Going from building block to afterthought is a lot to reconcile.
“People think we have detected dark matter, but dark matter is only a hypothesis,” Müller says. “We are still looking for it.”
Dark matter is a critical component of the standard model, helping to explain the gravitational pull between objects in the universe, which can’t be explained by the visible matter in the universe.
“I think obviously not having detected dark matter is a problem for that model. But people have a very strong belief in the model for good reason. It explains so much, but this is one area where maybe it’s not able to explain things so well, at least at present,” says Michael Boylan-Kolchin, a theoretical astrophysicist who wrote an accompanying perspective on the study.
“I think people are excited because… science can progress by looking for areas where the model doesn’t work, and seeing whether that’s something that needs to be updated in the model, if it needs to be studied a bit better, or whether there’s a more fundamental issue,” Boylan-Kolchin says.
This study isn’t a death knell for the standard cosmological model, which can explain what happened in the universe moments after the Big Bang, calculate the number of atoms that were present in the universe minutes after it started, explain the presence of cosmic background radiation, and explain how matter is distributed in the universe today. It’s a greatest hits list that’s hard to beat.
“It’s not just explaining observations today, but also cross a wide range of time,” Boylan-Kolchin says. “There’s no other model that can come come close to doing that.“
How to reconcile the observations with the theory? More calculations, more thinking, and more data.
For this study, Muller and colleagues looked at the velocities of the satellite galaxies in relation to our perspective here on Earth to extrapolate more detail about their movement around Centaurus A.
“We’re able to measure the velocities of these galaxies along our lines of sight, but we’re not able to measure the velocity of the galaxy perpendicular to our line of sight,” Boylan-Kolchin says. “So we don’t know if they’re rotating in planes or if they look like they’re rotating in planes.”
There are ways to answer that question.
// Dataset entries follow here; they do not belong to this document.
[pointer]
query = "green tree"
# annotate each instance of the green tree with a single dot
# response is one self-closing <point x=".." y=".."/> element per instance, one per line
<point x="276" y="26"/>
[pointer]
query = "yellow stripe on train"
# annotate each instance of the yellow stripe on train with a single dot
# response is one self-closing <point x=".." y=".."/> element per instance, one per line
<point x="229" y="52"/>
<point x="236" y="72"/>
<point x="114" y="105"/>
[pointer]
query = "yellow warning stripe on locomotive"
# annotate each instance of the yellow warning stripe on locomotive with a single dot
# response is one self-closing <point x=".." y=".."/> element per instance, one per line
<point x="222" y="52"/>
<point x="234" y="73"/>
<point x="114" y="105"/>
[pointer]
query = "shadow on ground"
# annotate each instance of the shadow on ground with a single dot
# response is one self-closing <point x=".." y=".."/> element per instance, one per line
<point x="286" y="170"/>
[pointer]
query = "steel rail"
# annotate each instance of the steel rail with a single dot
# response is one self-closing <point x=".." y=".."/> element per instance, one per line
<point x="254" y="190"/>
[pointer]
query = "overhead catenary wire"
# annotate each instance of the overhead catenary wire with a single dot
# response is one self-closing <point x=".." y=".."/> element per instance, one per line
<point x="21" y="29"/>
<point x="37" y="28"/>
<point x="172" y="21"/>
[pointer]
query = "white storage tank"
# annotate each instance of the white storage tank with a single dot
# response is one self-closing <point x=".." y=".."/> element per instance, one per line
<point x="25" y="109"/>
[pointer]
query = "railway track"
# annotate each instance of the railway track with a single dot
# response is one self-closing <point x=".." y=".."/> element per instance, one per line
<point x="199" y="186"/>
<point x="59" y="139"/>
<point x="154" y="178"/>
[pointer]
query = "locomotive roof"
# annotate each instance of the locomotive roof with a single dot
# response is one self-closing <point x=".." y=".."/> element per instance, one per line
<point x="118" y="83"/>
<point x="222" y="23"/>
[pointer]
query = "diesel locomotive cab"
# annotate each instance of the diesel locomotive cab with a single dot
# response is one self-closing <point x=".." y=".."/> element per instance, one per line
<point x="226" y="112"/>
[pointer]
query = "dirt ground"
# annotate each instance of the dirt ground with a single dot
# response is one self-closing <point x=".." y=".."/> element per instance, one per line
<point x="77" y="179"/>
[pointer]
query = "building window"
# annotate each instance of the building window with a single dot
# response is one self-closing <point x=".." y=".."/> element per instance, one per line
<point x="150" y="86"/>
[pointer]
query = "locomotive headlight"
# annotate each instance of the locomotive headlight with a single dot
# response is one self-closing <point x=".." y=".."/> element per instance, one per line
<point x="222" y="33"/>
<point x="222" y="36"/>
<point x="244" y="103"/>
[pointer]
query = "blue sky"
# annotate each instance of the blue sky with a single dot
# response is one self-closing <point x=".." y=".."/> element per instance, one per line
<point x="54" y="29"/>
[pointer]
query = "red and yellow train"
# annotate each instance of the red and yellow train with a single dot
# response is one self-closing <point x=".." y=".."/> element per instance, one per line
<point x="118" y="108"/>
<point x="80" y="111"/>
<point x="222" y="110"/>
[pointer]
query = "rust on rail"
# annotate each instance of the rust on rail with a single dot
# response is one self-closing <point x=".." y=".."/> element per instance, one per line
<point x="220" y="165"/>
The upcoming James Webb Space Telescope, in addition to the stalwart Hubble, could help astrophysicists study more galaxies and their satellites. By comparing images of the same galaxy taken months or years apart, Boylan-Kolchin says, researchers might be able to get a better sense of how dwarf galaxies are orbiting their hosts, especially if researchers want to take a look at the nearby Andromeda. But it won’t be easy.
“It’s like trying to measure hair growth on the moon—from Earth. It’s very slow, very fine measurements, but it should be possible,” Boylan-Kolchin says.
At the very least, these new observations will let people take a closer look at how our galaxies formed.
“I think now people have to take it seriously, more seriously than before.” Müller says. “Before, there was always this suspicion that we are atypical, we are just a special case in the universe, that normally it works. But now we have shown that another galaxy group nearby also has this feature, so the community has to figure out how we can make such structures more frequently.”